Fish reflectance spectra. Twenty-five reflectance spectra from coral reef fish (Losey et al., 2003) used for the models. The line colours are given by the CIE loci of the spectra, and so approximate their appearance to a human. (A–F) To identify natural categories of spectra (as opposed to classifications based on visual responses) they are placed into six groups (I–VI in A–F, respectively) by normalising them to their respective maxima, square-root transformation (to reduce effects of overall reflectance) and then classifying them with the MatLab (v.2012a) k-means clustering algorithm, using the ‘correlation’ parameter. This classification is a convenient way to group the colours according to their reflectance spectra, as opposed to photoreceptor excitations and it is interesting to note how they cluster and shift in the fish colour spaces (Figs 4, 5, 7 and 8).

Fig. 3.

Fish reflectance spectra. Twenty-five reflectance spectra from coral reef fish (Losey et al., 2003) used for the models. The line colours are given by the CIE loci of the spectra, and so approximate their appearance to a human. (A–F) To identify natural categories of spectra (as opposed to classifications based on visual responses) they are placed into six groups (I–VI in A–F, respectively) by normalising them to their respective maxima, square-root transformation (to reduce effects of overall reflectance) and then classifying them with the MatLab (v.2012a) k-means clustering algorithm, using the ‘correlation’ parameter. This classification is a convenient way to group the colours according to their reflectance spectra, as opposed to photoreceptor excitations and it is interesting to note how they cluster and shift in the fish colour spaces (Figs 4, 5, 7 and 8).

To implement the von Kries transformation the model receptor responses are normalised, either to the horizontal space light – i.e. the background radiance in open water with a horizontal line of sight – or to an achromatic background. These two idealised backgrounds are fundamentally different because the spectral composition of light from a reflecting surface changes with viewing distance, whereas the light from open water is fixed.
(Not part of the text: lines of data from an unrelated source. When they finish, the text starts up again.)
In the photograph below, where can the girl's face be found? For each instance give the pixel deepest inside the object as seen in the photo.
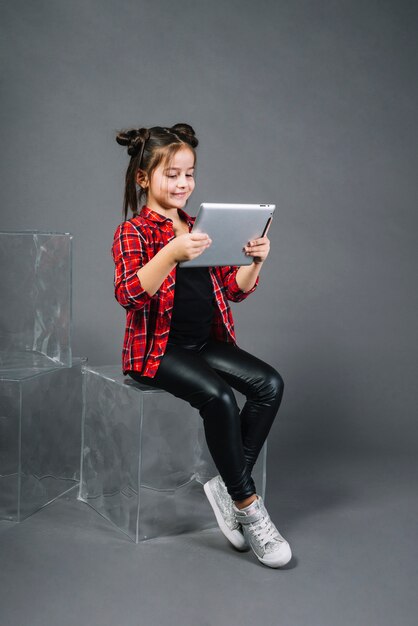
(172, 184)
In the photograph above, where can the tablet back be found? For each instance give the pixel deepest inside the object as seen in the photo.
(230, 226)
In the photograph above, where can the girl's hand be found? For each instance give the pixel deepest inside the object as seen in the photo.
(188, 246)
(258, 249)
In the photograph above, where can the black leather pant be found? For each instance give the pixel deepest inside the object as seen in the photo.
(203, 376)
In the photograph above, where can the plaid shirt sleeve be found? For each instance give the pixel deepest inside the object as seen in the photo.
(129, 253)
(232, 290)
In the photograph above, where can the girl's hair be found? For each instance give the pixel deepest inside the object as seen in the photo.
(148, 147)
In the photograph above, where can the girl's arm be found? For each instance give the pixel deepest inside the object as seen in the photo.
(137, 279)
(247, 275)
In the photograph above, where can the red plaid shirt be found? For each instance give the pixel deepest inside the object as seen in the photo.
(148, 318)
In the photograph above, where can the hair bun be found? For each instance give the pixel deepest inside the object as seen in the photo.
(185, 132)
(134, 139)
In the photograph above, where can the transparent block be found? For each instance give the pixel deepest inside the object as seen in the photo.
(40, 437)
(35, 315)
(144, 457)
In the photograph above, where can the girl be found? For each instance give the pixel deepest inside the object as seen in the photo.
(180, 331)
We consider three coral reef teleost fish (Fig. 2): a barracuda, Sphyraena helleri Jenkins 1901, which like many open-water fish is dichromatic (see the Materials and Methods), and two damselfishes, Chromis verater Jordan and Metz 1912 and Chromis hanui Randall and Swerdloff 1973. Both damselfishes are trichromatic, but they have markedly different photoreceptor spectral sensitivities, with that of C. hanui being more widely separated and extending into the UV. We do not model tetrachromatic fish vision (Neumeyer, 1992), but we expect this to be qualitatively similar to that for trichromats (Kelber and Osorio, 2010).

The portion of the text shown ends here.